The Evolution of Language Models: Redesigning the Transformer

Large language models like ChatGPT and Llama-2 are well-known for their high memory requirements and computational demands, making them expensive to run. However, reducing the size of these models, even by a small fraction, can lead to significant cost reductions.

The Redesigned Transformer: A Promising Solution

In response to this challenge, researchers at ETH Zurich have introduced a revised version of the transformer, the deep learning architecture underlying language models. This new design significantly reduces the size of the transformer while maintaining accuracy and increasing inference speed, making it an ideal architecture for creating more efficient language models.

Language models rely on the transformer blocks, which are specialized units capable of processing sequential data, such as text passages. Within each block, there are two important sub-blocks: the “attention mechanism” and the multi-layer perceptron (MLP).

“Given the exorbitant cost of training and deploying large transformer models nowadays, any efficiency gains in the training and inference pipelines for the transformer architecture represent significant potential savings,” write the ETH Zurich researchers.

The attention mechanism acts like a highlighter, selectively focusing on different parts of the input data (e.g., words in a sentence) to capture their context and importance relative to each other. This allows the model to understand the relationships between words, even if they are far apart. After the attention mechanism processes the data, the MLP, a mini neural network, refines and further processes the highlighted information, creating a more sophisticated representation that captures complex relationships.

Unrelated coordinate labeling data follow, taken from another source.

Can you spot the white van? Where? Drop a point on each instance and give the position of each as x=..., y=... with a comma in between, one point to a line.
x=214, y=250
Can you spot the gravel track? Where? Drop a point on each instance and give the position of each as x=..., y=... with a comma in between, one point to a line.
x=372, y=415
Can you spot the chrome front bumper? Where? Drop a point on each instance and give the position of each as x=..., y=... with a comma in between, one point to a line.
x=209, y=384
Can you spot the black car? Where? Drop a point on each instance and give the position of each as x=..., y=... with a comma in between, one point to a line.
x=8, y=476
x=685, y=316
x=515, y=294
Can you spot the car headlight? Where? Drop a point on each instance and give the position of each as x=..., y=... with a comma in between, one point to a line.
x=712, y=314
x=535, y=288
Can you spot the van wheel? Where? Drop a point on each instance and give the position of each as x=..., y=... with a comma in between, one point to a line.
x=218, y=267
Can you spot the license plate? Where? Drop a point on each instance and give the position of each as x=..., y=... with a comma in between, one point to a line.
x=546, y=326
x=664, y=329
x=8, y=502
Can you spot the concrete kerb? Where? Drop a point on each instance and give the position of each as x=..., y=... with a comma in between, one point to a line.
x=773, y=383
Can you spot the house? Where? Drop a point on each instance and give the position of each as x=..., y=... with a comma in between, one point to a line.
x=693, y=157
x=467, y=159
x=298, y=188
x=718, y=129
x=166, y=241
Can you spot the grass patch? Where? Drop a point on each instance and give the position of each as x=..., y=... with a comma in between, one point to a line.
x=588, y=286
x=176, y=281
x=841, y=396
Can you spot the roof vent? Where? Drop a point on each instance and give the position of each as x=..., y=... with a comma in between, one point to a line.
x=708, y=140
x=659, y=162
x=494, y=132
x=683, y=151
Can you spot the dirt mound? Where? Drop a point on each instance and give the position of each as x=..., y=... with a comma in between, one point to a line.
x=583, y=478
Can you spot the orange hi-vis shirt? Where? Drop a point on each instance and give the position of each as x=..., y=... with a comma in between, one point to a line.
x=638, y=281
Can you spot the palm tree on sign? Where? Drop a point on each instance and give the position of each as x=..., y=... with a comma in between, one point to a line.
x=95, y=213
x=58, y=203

In addition to these core components, transformer blocks also include features like “residual connections” and “normalization layers.” These components contribute to faster learning and mitigate common issues in deep neural networks. As transformer blocks stack up to form a language model, they become more adept at discerning complex relationships in the training data, enabling the performance of sophisticated tasks.

Trimming Down the Transformer Block

The conventional transformer block design has remained largely unchanged since its inception. However, the ETH Zurich researchers explored ways to simplify the transformer block without compromising its training speed or performance on tasks.

Standard transformer models consist of multiple attention heads, each with its own set of key (K), query (Q), and value (V) parameters. These parameters map the interactions among input tokens. The researchers found that they could eliminate the value parameters and the subsequent projection layer without sacrificing effectiveness. They also removed the skip connections, traditionally used to address the “vanishing gradients” issue in deep learning models.

Furthermore, they redesigned the transformer block to process attention heads and the MLP concurrently, rather than sequentially. This parallel processing approach deviates from the conventional architecture. To compensate for the reduction in parameters, the researchers made adjustments to non-learnable parameters, refined the training methodology, and implemented architectural tweaks. These changes allowed the model to maintain its learning capabilities despite the leaner structure.

The ETH Zurich team evaluated their compact transformer block across language models of varying depths. Their results were significant: they managed to reduce the size of the conventional transformer by approximately 16% without sacrificing accuracy, while also achieving faster inference times.

“Our simplified models are able to not only train faster but also to utilize the extra capacity that more depth provides,” the researchers write.

For example, applying this new architecture to a large model like GPT-3, with its 175 billion parameters, could result in a memory saving of about 50 GB.

While this streamlined approach has been effective on smaller scales, its application to larger models has yet to be tested. Further enhancements, such as tailoring AI processors to this redesigned architecture, could amplify its impact.

“We believe our work can lead to simpler architectures being used in practice, thereby helping to bridge the gap between theory and practice in deep learning, and reducing the cost of large transformer models,” the researchers conclude.